La definición de los aprendizajes fundamentales. Los núcleos de aprendizaje fundamentales fueron acordados hace más de 15 años. Corrió mucha agua bajo el puente y son más usados en el nivel primario que en el nivel secundario o inicial. Podríamos aprovechar la ocasión para clarificar los objetivos centrales por año escolar. En las últimas décadas, las crecientes expectativas del currículo se fueron alejando de los decrecientes aprendizajes logrados. Además, hoy se sabe que menos es más: el currículo debe centrarse en contenidos y capacidades fundantes. Podría ser hora de redefinir qué es lo que nos importa transmitir como sociedad. ¿Es el momento en la posguerra educativa en la que estamos?

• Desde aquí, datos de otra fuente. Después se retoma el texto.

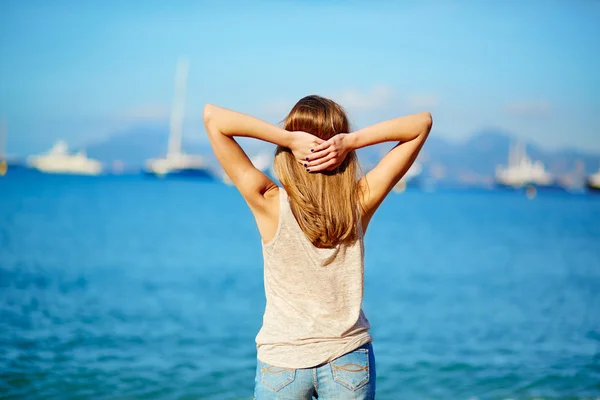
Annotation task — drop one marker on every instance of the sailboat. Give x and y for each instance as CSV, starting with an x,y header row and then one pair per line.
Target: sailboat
x,y
177,163
522,172
3,161
593,182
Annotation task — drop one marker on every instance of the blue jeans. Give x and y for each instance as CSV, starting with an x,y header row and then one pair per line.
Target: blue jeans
x,y
351,376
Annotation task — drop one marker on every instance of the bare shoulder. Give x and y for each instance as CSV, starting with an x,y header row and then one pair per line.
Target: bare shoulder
x,y
267,216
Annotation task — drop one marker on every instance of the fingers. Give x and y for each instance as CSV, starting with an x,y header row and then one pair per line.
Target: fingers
x,y
331,164
322,146
316,161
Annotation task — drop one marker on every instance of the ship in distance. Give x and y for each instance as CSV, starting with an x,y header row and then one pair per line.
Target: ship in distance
x,y
522,172
58,160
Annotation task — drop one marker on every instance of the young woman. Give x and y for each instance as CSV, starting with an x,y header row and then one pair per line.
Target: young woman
x,y
315,339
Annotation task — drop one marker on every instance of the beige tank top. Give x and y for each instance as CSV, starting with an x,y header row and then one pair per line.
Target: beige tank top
x,y
314,296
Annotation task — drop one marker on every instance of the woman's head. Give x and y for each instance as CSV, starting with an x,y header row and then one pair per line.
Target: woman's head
x,y
325,204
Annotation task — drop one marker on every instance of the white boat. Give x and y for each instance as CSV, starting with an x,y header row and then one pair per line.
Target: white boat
x,y
177,163
522,172
410,178
593,182
59,161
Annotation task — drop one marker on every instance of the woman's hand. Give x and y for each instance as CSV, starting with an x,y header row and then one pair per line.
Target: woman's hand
x,y
329,155
301,145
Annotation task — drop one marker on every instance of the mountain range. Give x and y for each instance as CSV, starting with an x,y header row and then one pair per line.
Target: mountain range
x,y
473,160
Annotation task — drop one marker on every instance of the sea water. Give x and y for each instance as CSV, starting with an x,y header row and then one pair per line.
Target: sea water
x,y
135,288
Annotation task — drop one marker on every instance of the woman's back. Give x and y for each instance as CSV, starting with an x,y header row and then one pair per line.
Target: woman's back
x,y
314,296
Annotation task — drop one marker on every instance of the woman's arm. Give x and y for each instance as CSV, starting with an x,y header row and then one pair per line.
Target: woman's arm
x,y
223,125
410,132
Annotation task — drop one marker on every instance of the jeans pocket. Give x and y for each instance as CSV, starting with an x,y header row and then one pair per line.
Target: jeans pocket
x,y
352,369
276,378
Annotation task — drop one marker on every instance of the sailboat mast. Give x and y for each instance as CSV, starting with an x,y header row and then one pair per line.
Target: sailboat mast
x,y
178,110
2,138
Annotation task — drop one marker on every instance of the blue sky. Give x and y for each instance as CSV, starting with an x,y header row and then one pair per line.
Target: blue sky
x,y
82,72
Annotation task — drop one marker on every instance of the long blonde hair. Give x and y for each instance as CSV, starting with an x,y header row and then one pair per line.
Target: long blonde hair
x,y
325,204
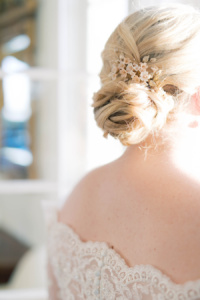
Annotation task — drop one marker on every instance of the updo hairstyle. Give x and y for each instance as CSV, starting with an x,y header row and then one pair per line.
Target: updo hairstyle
x,y
171,35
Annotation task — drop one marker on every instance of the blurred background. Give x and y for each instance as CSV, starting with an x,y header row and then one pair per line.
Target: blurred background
x,y
50,58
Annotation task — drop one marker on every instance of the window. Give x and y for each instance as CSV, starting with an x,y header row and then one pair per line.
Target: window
x,y
50,58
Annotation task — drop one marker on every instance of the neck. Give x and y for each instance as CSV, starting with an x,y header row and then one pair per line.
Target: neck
x,y
167,172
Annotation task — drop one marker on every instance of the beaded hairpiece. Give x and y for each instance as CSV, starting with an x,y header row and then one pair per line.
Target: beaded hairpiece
x,y
141,73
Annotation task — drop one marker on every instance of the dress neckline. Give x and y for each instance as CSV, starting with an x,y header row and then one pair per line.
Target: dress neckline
x,y
138,267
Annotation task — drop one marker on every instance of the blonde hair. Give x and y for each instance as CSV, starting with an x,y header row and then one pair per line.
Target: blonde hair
x,y
171,34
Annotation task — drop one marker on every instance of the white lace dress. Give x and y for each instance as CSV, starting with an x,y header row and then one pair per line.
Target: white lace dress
x,y
93,270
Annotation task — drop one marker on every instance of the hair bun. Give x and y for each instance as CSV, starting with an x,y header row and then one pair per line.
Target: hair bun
x,y
130,112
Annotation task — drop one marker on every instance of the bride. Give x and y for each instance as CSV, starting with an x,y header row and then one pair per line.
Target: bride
x,y
131,229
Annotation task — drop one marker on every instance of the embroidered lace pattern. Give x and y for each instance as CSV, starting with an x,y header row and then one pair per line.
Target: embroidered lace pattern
x,y
93,270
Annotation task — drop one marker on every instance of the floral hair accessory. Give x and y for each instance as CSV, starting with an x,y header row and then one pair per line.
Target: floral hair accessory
x,y
141,73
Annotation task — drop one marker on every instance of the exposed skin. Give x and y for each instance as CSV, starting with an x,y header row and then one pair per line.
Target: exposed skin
x,y
147,209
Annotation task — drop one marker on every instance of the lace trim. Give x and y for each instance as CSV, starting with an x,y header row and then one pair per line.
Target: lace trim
x,y
125,274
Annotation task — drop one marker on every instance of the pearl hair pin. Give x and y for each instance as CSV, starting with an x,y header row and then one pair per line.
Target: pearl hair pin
x,y
141,73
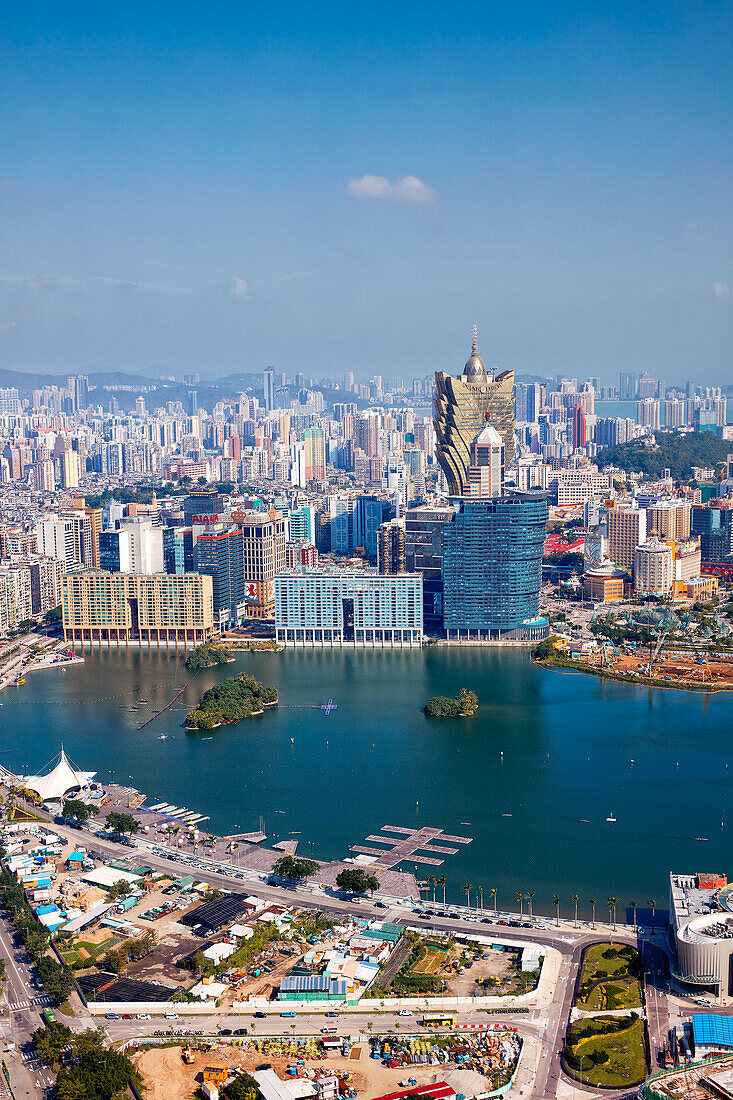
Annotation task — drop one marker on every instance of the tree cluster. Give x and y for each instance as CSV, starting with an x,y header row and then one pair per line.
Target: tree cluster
x,y
242,1088
94,1071
207,657
130,950
77,810
293,867
675,451
56,978
233,699
357,880
462,706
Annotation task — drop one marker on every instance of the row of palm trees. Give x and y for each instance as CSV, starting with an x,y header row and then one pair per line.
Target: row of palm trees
x,y
527,895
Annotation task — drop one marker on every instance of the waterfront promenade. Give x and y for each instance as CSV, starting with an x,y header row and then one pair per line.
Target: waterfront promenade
x,y
533,777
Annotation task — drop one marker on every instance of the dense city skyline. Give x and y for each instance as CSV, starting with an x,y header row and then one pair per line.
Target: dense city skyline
x,y
328,194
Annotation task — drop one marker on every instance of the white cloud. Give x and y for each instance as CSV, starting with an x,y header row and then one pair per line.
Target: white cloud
x,y
40,283
404,189
239,288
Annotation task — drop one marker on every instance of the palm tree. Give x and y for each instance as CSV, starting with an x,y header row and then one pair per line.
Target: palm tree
x,y
612,910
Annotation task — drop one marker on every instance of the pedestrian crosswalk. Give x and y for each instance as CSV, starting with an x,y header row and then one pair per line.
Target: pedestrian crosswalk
x,y
33,1002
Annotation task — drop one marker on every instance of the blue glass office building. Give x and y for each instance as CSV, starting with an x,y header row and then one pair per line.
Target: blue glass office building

Las políticas de mejora. Aunque algunas provincias reclaman más autonomía frente al ministerio nacional, muchas carecen de las condiciones financieras y técnicas para ejercerla. Las políticas nacionales son relevantes para generar pisos comunes, equidad y cambios que no suelen gestarse en las provincias. Sin embargo, habría que establecer metas federales comunes, invertir de manera más justa y eficiente, salir de la “programitis” para ir hacia una mirada más integral, y trabajar más codo a codo con las provincias.

La validez nacional de los títulos. El ministerio nacional de educación tiene la potestad de definir los criterios de validez nacional de las titulaciones. De cara a los títulos docentes, esos criterios de validez podrían ser más exigentes. Hoy solo se evalúan los diseños curriculares. Podrían establecerse criterios de calidad de las instituciones y de la formación.

Estas y otras responsabilidades podrían revisitarse para que el Ministerio Nacional de Educación ejerciera mejor sus facultades legales. Hay que querer, hay que poder, pero también hay que saber qué y cómo. Sigamos debatiendo temas enquistados de nuestra educación y pongamos salidas sobre la mesa.